In the dead of night on April 10, 1942 one such clash occurred when U-203, skippered by Kptlt. Rolf Mützelburg, encountered the British Motor Tanker San Delfino off Cape Hatteras. San Delfino was on her way from Houston, Texas and bound for the UK when U-203 found her. The U-boat hit her with one torpedo, then followed-up with a spread that missed. For the next hour she stalked the British tanker before she was finally able to sink her with a single torpedo. Of the crew of fifty seven, twenty four were lost that night. Among them was Fourth Engineer Officer Michael Cairns of the Royal Merchant Navy. The sea kept him for nearly a month before his remains washed ashore near the Hatteras lighthouse. Like the other British seaman who perished off the coast, he was buried with all the honors and respect he had earned.

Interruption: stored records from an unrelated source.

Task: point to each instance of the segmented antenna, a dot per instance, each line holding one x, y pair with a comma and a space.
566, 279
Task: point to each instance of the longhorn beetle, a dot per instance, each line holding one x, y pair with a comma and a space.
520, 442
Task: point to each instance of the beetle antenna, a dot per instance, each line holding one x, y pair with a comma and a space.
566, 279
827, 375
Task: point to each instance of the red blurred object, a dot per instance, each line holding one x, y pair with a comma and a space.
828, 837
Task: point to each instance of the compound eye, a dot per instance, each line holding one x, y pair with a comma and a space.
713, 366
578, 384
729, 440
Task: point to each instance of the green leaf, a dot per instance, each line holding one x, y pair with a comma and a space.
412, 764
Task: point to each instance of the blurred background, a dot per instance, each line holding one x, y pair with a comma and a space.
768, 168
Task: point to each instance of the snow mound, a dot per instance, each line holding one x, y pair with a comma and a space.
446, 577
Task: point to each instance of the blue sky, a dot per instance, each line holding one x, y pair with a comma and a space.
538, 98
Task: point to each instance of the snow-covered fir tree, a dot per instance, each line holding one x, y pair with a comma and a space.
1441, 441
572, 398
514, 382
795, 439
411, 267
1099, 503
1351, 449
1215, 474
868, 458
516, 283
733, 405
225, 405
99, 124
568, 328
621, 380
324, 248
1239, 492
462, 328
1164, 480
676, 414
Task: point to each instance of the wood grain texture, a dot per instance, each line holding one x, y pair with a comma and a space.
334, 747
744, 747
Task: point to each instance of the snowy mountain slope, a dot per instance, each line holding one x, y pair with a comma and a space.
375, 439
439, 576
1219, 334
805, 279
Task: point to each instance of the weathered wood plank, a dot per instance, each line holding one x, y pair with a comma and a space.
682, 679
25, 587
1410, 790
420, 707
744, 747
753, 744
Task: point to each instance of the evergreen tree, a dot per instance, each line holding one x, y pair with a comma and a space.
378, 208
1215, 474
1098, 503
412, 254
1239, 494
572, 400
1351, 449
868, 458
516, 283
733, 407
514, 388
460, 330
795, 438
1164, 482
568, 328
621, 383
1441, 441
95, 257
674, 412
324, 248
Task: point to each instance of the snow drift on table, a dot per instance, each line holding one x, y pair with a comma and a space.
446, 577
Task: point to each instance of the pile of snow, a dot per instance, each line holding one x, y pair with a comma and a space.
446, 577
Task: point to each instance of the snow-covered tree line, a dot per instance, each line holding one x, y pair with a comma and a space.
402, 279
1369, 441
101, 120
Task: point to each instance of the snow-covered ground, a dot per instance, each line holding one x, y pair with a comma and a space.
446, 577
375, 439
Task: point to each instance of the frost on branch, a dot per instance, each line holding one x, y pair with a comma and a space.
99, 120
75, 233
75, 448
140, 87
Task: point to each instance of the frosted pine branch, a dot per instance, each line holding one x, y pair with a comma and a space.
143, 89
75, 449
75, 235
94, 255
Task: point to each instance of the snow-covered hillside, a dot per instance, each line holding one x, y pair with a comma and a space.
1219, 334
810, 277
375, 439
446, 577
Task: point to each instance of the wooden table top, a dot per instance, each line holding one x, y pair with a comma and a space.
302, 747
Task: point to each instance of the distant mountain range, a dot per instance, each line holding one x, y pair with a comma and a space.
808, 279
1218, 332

As I stood at his grave, I thought about what those last hours must been like for Mr. Cairns and his fellow crewmates. After that first attack, they had to have realized that somewhere in the dark a submarine was hunting them down. An hour is a long time when your life is hanging in the balance. Did they even see the wakes from torpedoes before they exploded against the ship, giving them a few seconds to prepare for what was about to happen? Was Mr. Cairns at his station in the engine room when San Delfino went down? Was that why he didn’t make it out?
BMT San Delfino
Hailing from Dundee, Scotland, Cairns was just 28 when he died that morning seventy-four years ago. I’m almost twice the age he was when he died, and I brought my 11-year-old daughter with me to visit his grave, to show her that war isn’t just something you read about in a book. When I think of the soldiers, sailors and marines who gave their lives for their countries, I’m forcefully reminded that it is their sacrifices that allowed me to enjoy a full life and see my children grow, while their lives were cut so short.
There are other British sailors interred here in the Outer Banks. On nearby Ocracoke Island, there is a cemetery that holds the remains of four British seaman who served and died on HMS Bedfordshire. She was a Royal Navy ship jointly crewed by British and Canadian sailors, and one of the patrol vessels thrown into action along the US coast when the U.S. Navy proved to be woefully unprepared to counter the U-boat threat off its shores. Bedfordshire was destroyed by U-522 the month after San Delfino met her fate.
Perhaps most hauntingly, next to Michael Cairns rests a sailor whose identity is unknown to this day. His remains washed ashore a month after Officer Cairns was found. I would like to think that it would give Mr. Cairns and those other men who found their final rest so far from home some measure of comfort to know that their graves are cared for with so much respect and devotion. Every year near the anniversary of Bedfordshire’s sinking, members of the U.S. National Park Service, U.S. Coast Guard, and British Royal Navy join with local citizens to honor these men. Officers place wreaths at the graves and local citizens read the names of the dead. The sounding of “Taps” and a 21-gun salute conclude the memorial services every year.